On May 30, 2020, however, this long gap in American crewed access to space ended when a SpaceX Crew Dragon capsule lifted off from Pad 39A at the Kennedy Space Center atop a Falcon 9 rocket, transporting NASA astronauts Doug Hurley and Bob Behnken to Low Earth Orbit on their way to the International Space Station (ISS).
Explore Mars, Inc. congratulates SpaceX and NASA for this tremendous achievement and for proving a new model for launching humans into space. "This is a truly historic launch," stated Explore Mars CEO, Chris Carberry. "Not only are astronauts being launched from American soil again, but this mission also represents the beginning of what could be the most significant decade of human spaceflight in history. By the end of the decade, humanity may well be back on the Moon and well on the path towards human missions to Mars.”
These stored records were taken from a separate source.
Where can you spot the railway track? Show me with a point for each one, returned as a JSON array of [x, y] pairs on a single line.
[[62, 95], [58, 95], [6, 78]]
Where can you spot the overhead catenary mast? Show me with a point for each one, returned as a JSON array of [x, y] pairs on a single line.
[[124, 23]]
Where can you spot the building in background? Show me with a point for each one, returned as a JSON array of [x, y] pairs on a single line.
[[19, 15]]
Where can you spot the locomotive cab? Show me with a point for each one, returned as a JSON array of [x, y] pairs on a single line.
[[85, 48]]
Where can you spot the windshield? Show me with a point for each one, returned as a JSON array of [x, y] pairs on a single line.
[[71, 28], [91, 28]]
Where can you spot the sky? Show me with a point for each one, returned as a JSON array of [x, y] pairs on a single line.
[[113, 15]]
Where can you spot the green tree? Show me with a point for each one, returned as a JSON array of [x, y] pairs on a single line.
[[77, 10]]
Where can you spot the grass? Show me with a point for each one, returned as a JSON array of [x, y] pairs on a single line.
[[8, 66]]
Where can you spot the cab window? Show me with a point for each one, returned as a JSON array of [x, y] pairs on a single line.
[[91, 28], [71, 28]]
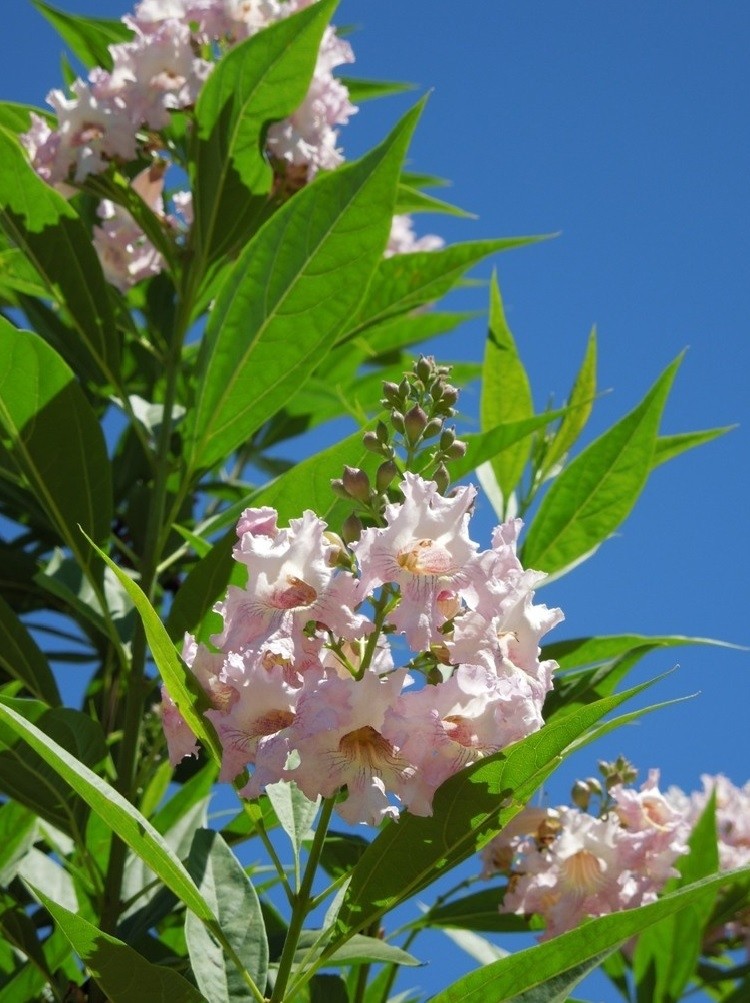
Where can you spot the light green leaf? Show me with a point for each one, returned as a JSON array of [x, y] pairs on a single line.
[[580, 405], [406, 281], [312, 261], [596, 492], [123, 974], [583, 651], [263, 79], [22, 659], [56, 441], [667, 953], [227, 888], [182, 686], [669, 446], [124, 819], [532, 968], [469, 808], [505, 395], [87, 37], [42, 224], [295, 811]]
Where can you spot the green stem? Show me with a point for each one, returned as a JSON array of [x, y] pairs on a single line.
[[303, 902]]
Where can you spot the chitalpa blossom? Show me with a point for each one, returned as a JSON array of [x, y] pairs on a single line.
[[304, 685], [567, 866]]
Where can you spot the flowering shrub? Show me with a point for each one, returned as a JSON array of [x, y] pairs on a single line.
[[193, 279]]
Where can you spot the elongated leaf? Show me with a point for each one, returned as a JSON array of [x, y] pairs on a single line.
[[123, 974], [667, 954], [124, 819], [29, 779], [42, 224], [87, 37], [596, 492], [582, 651], [580, 402], [295, 812], [407, 281], [506, 979], [469, 808], [22, 659], [312, 262], [181, 684], [226, 887], [669, 446], [505, 395], [56, 441], [263, 79]]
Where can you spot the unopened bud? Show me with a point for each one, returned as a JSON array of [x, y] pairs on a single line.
[[441, 478], [351, 531], [357, 483], [415, 421], [386, 472]]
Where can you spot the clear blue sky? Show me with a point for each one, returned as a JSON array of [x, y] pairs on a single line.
[[624, 126]]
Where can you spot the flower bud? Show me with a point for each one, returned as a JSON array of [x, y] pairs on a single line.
[[351, 531], [386, 472], [415, 421], [357, 483], [441, 477]]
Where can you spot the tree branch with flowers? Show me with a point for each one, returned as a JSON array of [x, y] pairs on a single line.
[[192, 278]]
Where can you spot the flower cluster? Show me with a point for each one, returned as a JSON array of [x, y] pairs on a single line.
[[566, 865], [304, 685]]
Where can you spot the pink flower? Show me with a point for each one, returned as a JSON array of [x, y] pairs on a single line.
[[424, 550]]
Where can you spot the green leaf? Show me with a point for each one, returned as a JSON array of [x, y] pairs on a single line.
[[596, 492], [407, 281], [29, 778], [669, 446], [87, 37], [580, 403], [226, 887], [479, 911], [56, 441], [667, 954], [295, 811], [22, 659], [17, 837], [263, 79], [469, 808], [532, 968], [312, 260], [42, 224], [124, 819], [183, 688], [505, 395], [123, 974], [582, 651]]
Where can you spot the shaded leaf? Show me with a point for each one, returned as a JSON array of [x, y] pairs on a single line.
[[596, 492]]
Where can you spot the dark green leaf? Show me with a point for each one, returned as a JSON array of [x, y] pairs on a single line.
[[259, 81], [669, 446], [56, 441], [580, 403], [87, 37], [22, 660], [43, 225], [312, 260], [529, 969], [505, 396], [596, 492], [123, 974], [224, 884]]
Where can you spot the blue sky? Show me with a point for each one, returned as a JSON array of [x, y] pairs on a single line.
[[624, 128]]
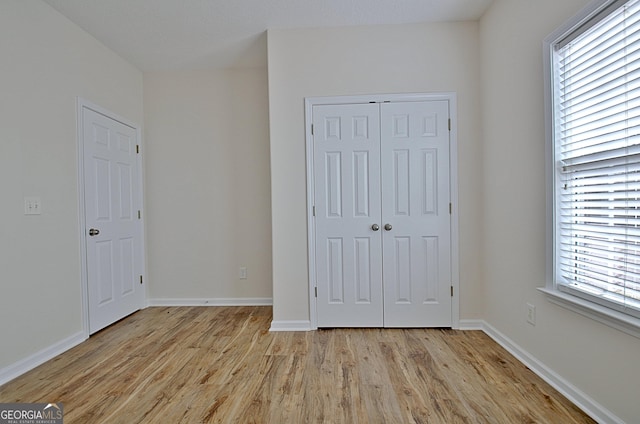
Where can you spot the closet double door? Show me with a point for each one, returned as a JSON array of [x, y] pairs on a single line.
[[382, 214]]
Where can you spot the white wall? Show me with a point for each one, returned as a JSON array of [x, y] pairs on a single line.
[[365, 60], [208, 198], [598, 360], [45, 62]]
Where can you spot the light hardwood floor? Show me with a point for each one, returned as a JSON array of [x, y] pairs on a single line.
[[221, 364]]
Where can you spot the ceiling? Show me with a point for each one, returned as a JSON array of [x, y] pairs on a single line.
[[167, 35]]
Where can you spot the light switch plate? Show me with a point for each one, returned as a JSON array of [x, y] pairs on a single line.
[[32, 206]]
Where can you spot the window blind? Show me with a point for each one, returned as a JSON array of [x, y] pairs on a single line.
[[597, 138]]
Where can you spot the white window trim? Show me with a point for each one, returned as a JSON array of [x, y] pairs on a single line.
[[620, 321]]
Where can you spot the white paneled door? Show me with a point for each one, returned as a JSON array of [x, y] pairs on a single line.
[[112, 193], [382, 214]]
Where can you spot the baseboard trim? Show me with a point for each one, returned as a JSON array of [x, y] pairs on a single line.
[[16, 369], [238, 301], [580, 399], [290, 326]]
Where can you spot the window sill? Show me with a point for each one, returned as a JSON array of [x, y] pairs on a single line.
[[606, 316]]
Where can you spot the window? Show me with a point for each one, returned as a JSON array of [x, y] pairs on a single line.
[[596, 142]]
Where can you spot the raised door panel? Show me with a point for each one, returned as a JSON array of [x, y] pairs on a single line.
[[415, 203], [111, 192], [347, 203]]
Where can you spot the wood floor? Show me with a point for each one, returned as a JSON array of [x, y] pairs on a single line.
[[221, 364]]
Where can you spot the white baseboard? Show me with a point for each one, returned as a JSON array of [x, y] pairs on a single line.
[[239, 301], [16, 369], [290, 326], [580, 399]]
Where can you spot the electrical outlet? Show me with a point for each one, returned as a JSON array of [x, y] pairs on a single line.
[[531, 314], [32, 206]]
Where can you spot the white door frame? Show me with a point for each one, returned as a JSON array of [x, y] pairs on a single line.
[[84, 278], [309, 102]]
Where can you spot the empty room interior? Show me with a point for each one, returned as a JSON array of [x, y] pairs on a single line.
[[217, 100]]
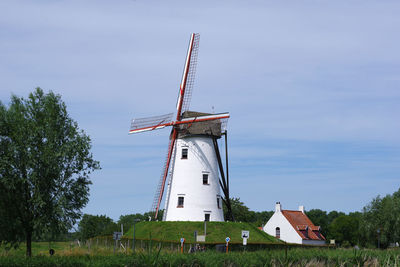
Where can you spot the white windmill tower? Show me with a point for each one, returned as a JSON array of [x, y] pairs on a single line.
[[193, 158]]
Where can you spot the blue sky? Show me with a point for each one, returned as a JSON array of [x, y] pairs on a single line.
[[313, 88]]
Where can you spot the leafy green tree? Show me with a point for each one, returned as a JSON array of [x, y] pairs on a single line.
[[381, 214], [344, 229], [45, 163], [95, 225]]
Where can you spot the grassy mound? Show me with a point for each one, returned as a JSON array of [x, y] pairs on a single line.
[[216, 232]]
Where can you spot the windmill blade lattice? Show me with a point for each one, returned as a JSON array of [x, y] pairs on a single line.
[[150, 123]]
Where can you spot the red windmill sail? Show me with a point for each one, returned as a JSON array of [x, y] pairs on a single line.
[[159, 122]]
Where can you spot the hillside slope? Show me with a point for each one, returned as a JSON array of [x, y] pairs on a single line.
[[216, 232]]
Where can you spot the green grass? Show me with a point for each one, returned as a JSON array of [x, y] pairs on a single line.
[[216, 232], [294, 257]]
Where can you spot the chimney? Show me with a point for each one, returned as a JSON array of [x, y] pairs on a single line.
[[278, 207], [301, 208]]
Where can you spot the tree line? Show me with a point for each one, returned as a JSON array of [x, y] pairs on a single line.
[[378, 220], [45, 168]]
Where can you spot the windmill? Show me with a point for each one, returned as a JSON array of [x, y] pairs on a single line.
[[193, 158]]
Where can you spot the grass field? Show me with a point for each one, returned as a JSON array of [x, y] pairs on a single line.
[[216, 232], [293, 257]]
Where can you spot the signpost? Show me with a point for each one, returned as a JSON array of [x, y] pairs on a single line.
[[245, 236], [116, 236], [227, 243], [182, 242]]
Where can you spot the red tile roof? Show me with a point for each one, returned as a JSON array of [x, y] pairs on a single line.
[[303, 225]]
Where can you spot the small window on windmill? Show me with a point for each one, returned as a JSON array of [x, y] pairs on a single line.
[[205, 178], [180, 202], [184, 153], [278, 232]]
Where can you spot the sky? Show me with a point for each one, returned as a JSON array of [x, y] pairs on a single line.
[[312, 87]]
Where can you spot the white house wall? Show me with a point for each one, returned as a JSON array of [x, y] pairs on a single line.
[[314, 242], [287, 233], [187, 181]]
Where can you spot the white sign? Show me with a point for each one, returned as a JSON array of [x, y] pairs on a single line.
[[201, 238], [245, 234], [117, 235]]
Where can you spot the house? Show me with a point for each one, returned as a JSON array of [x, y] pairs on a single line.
[[293, 226]]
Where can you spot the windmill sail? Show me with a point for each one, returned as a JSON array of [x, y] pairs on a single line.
[[189, 72], [150, 123]]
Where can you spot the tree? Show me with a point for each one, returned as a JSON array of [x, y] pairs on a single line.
[[344, 229], [45, 163], [381, 214], [95, 225]]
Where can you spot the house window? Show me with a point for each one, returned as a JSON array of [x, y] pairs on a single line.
[[180, 202], [277, 232], [184, 153], [205, 178], [218, 202]]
This launch is part of the NASA Commercial Crew Program that selected SpaceX and Boeing to develop vehicles for the purpose of transporting astronauts to and from the ISS. By selecting two companies to build crew vehicles, NASA aims to establish a redundancy and sustainability in human-rated launch vehicles that has never previously existed.
Explore Mars, Inc. President, Janet Ivey, stated, "Today marks the moment the door has been opened for the students of today and tomorrow to pursue a new dream, a new hope of space, settlement and discovery; space is now accessible, the frontier lies ahead, the Moon and Mars await...today we didn't just launch a rocket...we launched the lives of future space explorers."